In 1327, King Edward III gave the priory to a young widow: Marie de St Pol, Countess of Pembroke, who was 24 years old and would live to 74. She is remembered today primarily as the founder of Pembroke College, Cambridge, which she established in 1347. But Denny was her private project, a place where she exercised unusual and personal authority. Countess Marie turned what had been the old Abbey church into her own private lodgings. She had a new church built. She brought in a community of Franciscan Poor Clares — nuns who had been displaced from flood-prone Waterbeach Abbey — and gave them the remainder of the priory. The priory began to be called Denny Abbey during this period, a name that has stuck despite the fact that the Poor Clares technically never called their communities abbeys. Countess Marie died in 1377, was buried before the high altar of the nuns' church, and the precise location of her grave is now lost.
The priory was closed in 1536 during the Dissolution of the Monasteries. The last abbess, Elizabeth Throckmorton, retired to live with her nephew George Throckmorton at Coughton Court in Warwickshire. She took something with her: the wooden dole-gate of Denny Abbey, carved with her name. It can still be seen at Coughton Court today. The other nuns had all left within two years. The Abbess's lodge — originally built for the Countess — was retained as a farmhouse. The refectory became a barn. The nave was demolished. In 1628 the abbey passed into private ownership, used as a working farm for the next three centuries.
Today Denny Abbey is managed by the Farmland Museum, which opened here in 1997 alongside the English Heritage-administered abbey buildings. Farm buildings including the seventeenth-century barn — itself built from stone taken from the dissolved abbey — have been converted into displays of local history: a 1940s farm labourer's cottage, a 1930s village shop, demonstrations of local crafts. The site is open from April to October. The abbey church and refectory buildings survive as Grade I listed structures. The Norman arched doorway the Templars built stands inside what is now a farmyard.
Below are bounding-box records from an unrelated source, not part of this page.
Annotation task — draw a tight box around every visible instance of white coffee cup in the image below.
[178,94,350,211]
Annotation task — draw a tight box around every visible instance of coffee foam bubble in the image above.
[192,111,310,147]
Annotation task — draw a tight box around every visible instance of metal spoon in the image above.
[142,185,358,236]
The whole complex sits on an ancient road between Cambridge and Ely, on ground that was already old when the Domesday Book named it.
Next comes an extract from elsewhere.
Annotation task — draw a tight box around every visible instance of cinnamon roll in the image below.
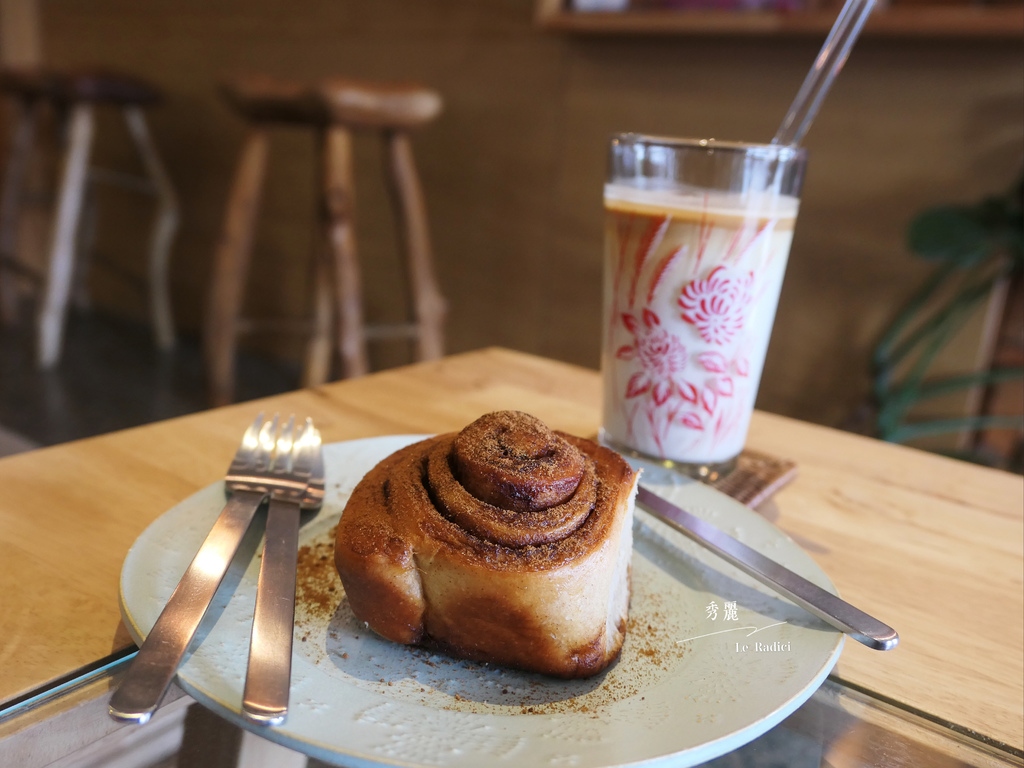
[335,411,637,678]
Denny Abbey lies near Waterbeach, about 6 miles north of Cambridge at approximately 52.294°N, 0.187°E. The abbey buildings and farmland museum are situated on a low, flat site between the A10 road and the Cam washes. Cambridge Airport (EGSC) is about 4 miles to the south-southwest. At 1,500–2,000 feet the open Fenland around the site is striking — a flat, drained landscape of fields and dykes where the medieval watery character of the area is still imaginable. Ely Cathedral's distinctive silhouette is visible to the north on clear days.